Salt: When, Why, How much – A Primer

There are so many kinds of salt available now that it’s become difficult to know which to use for what. Some generalizations can be made:

  • A box of inexpensive kosher salt is ideal for salting large amounts of water for boiling vegetables or pasta.
  • Fine salt, either bought fine or ground, is best for seasoning foods in which the crunch of coarse salt would be too much.
  • Sea salt, ideally the rather gray looking sel de Guérande, contains essential minerals and a delicate marine flavor.
  • Fleur de sel is ideal in tiny pinches placed on delicate foods.

What is fleur de sel?

Fleur de sel is a kind of sea salt that is harvested in some parts of France by trapping sea water in lagoons and letting the water dry. As the water evaporates, salt begins to form on the surface of the pond in a characteristic flower pattern. The salt is raked off, allowed to dry slightly more, and marketed as fleur (“flower”) de sel. If you look closely at a pinch of fleur de sel, you’ll see that it’s made of flat crystals.

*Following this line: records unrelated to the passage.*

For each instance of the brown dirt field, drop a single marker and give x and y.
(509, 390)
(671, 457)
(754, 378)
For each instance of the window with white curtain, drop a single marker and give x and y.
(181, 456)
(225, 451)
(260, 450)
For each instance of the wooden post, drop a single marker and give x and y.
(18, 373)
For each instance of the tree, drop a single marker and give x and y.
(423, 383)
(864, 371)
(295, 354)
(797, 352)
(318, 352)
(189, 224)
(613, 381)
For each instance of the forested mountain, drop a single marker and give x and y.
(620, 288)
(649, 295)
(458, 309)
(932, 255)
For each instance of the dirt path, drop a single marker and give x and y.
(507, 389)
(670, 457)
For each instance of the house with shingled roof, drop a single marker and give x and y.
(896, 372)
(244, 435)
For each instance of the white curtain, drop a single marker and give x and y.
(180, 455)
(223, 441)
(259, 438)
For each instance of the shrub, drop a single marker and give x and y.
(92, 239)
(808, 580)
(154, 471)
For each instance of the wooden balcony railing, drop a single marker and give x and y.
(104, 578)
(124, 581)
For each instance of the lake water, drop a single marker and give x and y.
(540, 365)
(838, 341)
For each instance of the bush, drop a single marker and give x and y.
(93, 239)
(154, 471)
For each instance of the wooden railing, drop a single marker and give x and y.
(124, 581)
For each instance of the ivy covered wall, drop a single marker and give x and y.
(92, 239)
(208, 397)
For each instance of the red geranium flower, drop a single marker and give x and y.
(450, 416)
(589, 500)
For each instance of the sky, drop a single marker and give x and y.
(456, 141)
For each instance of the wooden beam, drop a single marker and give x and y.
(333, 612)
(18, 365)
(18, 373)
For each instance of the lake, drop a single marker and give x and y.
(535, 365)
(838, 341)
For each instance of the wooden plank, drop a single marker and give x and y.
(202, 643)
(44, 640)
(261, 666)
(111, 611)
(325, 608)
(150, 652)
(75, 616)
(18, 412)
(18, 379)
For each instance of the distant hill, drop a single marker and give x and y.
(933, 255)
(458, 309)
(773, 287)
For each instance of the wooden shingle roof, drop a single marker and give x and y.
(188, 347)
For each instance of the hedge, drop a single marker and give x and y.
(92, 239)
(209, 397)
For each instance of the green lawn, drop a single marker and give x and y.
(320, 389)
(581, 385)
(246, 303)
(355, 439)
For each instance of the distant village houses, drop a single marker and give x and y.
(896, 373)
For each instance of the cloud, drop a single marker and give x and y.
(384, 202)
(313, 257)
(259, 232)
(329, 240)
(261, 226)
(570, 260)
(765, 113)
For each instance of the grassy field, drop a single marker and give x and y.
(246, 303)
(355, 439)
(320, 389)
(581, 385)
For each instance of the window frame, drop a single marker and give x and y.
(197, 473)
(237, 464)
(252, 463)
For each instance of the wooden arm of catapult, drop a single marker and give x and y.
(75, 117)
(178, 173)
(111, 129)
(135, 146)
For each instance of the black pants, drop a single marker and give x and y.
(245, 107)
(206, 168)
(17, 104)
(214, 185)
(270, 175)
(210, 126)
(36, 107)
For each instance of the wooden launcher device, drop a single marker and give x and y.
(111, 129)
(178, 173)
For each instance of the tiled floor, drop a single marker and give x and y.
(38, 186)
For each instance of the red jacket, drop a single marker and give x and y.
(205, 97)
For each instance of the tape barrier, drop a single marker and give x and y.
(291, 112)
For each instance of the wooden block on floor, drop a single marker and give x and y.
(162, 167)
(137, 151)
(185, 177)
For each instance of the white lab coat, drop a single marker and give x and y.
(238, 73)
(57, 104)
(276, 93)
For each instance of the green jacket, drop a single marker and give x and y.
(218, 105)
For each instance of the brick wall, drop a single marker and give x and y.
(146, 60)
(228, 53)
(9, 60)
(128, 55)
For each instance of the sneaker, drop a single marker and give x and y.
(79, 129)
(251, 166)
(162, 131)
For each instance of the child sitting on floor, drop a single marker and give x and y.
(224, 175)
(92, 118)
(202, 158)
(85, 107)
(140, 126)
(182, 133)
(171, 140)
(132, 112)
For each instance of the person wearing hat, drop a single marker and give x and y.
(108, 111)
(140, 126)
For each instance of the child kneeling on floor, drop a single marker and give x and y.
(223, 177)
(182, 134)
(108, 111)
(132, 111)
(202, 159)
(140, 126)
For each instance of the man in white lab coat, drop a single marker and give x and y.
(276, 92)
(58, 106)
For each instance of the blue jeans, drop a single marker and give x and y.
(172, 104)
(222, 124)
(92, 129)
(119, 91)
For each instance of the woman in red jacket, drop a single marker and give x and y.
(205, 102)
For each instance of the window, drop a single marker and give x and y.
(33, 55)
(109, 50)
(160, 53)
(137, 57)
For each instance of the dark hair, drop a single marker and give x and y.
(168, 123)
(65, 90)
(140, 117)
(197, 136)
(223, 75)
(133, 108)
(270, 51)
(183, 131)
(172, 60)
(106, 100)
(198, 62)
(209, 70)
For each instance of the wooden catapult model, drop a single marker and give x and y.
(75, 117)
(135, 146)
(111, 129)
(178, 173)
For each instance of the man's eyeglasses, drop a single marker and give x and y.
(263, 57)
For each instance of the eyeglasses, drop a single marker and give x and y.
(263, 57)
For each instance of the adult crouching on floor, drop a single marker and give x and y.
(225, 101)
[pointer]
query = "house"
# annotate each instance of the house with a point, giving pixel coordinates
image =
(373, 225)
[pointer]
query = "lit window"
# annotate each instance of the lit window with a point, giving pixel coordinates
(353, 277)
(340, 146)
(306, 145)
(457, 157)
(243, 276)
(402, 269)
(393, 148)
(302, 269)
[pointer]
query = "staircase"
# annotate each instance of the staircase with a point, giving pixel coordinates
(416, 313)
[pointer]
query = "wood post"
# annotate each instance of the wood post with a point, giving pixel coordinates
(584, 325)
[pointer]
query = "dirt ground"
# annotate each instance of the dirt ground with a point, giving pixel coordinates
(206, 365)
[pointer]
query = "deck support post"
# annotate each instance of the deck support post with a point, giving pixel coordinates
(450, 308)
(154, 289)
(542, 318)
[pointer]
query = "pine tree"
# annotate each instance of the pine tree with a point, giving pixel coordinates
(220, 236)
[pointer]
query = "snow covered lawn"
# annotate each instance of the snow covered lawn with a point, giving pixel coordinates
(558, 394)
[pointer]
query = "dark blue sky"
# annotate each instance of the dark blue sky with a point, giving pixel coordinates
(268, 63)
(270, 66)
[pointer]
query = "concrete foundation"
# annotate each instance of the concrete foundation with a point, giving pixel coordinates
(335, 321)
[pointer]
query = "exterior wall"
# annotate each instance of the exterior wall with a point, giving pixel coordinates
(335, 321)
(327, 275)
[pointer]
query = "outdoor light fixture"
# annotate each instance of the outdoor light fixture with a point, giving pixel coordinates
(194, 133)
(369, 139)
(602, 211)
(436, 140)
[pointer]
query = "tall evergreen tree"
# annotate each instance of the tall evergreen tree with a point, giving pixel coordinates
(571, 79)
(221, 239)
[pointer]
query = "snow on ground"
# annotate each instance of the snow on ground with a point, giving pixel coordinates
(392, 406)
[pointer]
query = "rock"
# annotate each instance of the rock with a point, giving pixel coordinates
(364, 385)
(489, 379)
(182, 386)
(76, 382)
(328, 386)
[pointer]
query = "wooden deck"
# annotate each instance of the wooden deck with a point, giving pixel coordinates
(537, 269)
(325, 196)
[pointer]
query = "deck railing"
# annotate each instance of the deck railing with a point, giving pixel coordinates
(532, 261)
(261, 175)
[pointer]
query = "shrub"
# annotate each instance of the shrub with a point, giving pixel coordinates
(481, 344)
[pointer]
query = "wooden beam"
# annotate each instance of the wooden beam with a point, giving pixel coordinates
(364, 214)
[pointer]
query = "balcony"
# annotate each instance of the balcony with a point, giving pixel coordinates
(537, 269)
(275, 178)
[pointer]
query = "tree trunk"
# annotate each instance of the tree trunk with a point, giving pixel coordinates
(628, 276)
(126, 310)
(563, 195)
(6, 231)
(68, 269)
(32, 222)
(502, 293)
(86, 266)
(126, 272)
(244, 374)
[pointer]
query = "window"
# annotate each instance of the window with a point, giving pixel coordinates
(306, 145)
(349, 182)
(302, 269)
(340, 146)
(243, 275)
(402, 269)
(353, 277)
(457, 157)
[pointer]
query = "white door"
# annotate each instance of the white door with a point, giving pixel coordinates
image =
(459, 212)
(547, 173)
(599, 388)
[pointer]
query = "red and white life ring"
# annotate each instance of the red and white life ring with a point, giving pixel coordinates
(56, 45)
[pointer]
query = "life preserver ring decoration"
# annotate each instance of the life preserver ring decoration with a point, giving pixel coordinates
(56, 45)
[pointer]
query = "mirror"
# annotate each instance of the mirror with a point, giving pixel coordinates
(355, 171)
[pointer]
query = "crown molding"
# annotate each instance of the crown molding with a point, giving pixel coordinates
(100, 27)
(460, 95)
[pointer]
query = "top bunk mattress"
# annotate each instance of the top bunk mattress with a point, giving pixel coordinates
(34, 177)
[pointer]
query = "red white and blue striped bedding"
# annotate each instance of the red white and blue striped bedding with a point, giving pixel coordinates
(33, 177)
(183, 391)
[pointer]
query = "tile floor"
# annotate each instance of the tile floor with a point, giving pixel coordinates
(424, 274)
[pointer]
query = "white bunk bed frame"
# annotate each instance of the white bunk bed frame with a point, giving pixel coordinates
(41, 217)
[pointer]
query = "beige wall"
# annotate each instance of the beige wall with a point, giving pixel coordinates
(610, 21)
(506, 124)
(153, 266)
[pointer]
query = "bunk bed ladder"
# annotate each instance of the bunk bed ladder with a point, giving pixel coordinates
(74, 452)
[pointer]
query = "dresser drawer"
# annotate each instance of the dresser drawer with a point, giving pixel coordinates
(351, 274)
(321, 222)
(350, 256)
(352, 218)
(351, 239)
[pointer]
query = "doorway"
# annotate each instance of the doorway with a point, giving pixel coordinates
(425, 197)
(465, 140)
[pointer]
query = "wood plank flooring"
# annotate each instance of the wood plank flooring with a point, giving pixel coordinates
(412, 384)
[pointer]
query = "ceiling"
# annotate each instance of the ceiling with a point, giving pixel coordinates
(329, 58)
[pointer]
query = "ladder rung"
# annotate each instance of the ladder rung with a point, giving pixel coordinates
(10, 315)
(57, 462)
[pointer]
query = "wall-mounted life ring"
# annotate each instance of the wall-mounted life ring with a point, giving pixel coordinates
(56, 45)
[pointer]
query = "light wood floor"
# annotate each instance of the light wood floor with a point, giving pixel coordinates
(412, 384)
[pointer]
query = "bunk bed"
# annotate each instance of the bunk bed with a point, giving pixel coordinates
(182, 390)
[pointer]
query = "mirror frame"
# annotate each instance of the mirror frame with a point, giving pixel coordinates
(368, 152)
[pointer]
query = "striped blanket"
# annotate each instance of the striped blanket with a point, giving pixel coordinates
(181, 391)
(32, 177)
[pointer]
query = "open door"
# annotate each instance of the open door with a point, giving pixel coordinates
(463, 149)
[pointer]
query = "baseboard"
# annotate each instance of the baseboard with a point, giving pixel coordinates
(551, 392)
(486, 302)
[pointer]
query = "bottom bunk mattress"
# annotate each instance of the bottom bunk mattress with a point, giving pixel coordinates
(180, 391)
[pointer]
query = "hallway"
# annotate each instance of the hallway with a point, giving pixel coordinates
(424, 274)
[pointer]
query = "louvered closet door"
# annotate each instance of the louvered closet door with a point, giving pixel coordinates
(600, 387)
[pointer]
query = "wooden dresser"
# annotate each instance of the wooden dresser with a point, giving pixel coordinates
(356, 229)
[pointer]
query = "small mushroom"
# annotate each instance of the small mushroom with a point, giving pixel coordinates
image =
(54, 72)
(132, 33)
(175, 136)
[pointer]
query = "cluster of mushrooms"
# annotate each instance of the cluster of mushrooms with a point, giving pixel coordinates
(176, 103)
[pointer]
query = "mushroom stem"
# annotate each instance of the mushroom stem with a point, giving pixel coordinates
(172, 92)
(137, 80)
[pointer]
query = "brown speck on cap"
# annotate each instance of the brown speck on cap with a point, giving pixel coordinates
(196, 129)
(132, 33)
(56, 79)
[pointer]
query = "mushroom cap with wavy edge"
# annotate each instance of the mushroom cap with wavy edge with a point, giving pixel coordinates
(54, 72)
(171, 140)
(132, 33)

Fleur de sel has a delicate flavor and looks great on top of small servings. It’s expensive, so use it at the end.

When do I add salt?

It varies, if you have plan ahead, season fish and meat a couple of hours before cooking and then pat them dry before browning. This gives the salt time to penetrate the food. Because salt draws water out of foods, which can interfere with browning, the foods need to be patted dry.

If you don’t have time to salt meat ahead of time, salt just before browning or just before serving.  Broths and sauces should be salted just before serving in case you want to reduce them to concentrate them. Boiling down liquids increases the concentration of any salts they contain.

Why is some sea  salt wet?

Sea salt is what’s called hygroscopic (a substance tending to absorb moisture from the air).  To prevent this, some companies add a magnesium compound to the salt to keep it dry. This also makes it easier to pour.